The Convolution Theorem
Mix.install([
{:nx_signal, path: __DIR__ |> Path.join("..") |> Path.expand()},
{:kino_vega_lite, "~> 0.1"},
{:tucan, "~> 0.5"}
])
The most important theorem in DSP
Convolution in the time domain is equivalent to pointwise multiplication in the frequency domain, and vice versa:
$$ x[n] * h[n] \;\longleftrightarrow\; X(f) \cdot H(f) $$
$$ x[n] \cdot h[n] \;\longleftrightarrow\; X(f) * H(f) $$
This single fact underpins almost everything in signal processing:
- Filtering: applying a filter $h$ to signal $x$ is just multiplication in the frequency domain, then transform back.
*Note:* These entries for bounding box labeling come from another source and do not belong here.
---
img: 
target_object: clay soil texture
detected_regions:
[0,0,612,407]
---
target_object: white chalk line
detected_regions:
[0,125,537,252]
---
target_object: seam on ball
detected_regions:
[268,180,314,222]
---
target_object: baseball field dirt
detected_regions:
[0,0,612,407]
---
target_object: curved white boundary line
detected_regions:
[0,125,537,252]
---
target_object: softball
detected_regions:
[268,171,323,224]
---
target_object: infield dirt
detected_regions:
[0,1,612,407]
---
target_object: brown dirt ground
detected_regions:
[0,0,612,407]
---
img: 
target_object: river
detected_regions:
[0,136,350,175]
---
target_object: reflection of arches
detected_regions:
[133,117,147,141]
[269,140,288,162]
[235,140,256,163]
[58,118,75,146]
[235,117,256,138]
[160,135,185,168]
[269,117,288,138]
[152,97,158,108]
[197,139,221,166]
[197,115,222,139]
- Fast convolution: direct convolution costs $O(N^2)$; via FFT it costs $O(N \log N)$.
- Spectral leakage: multiplying by a window in time convolves your spectrum with the window’s own Fourier transform (the dual).
What is convolution?
The cleanest way to understand convolution is through the impulse response: a linear time-invariant (LTI) system is completely described by what it does to a unit impulse $\delta[n]$. Call that response $h[n]$. For any input $x[n]$, the output is:
$$ y[n] = \sum_{k} x[k] \, h[n - k] = (x * h)[n] $$
Every sample of $x$ contributes a scaled, delayed copy of $h$; the output is their sum.
# A simple 5-tap box (moving average) filter
h = Nx.broadcast(1.0 / 5, {5}) |> Nx.as_type(:f32)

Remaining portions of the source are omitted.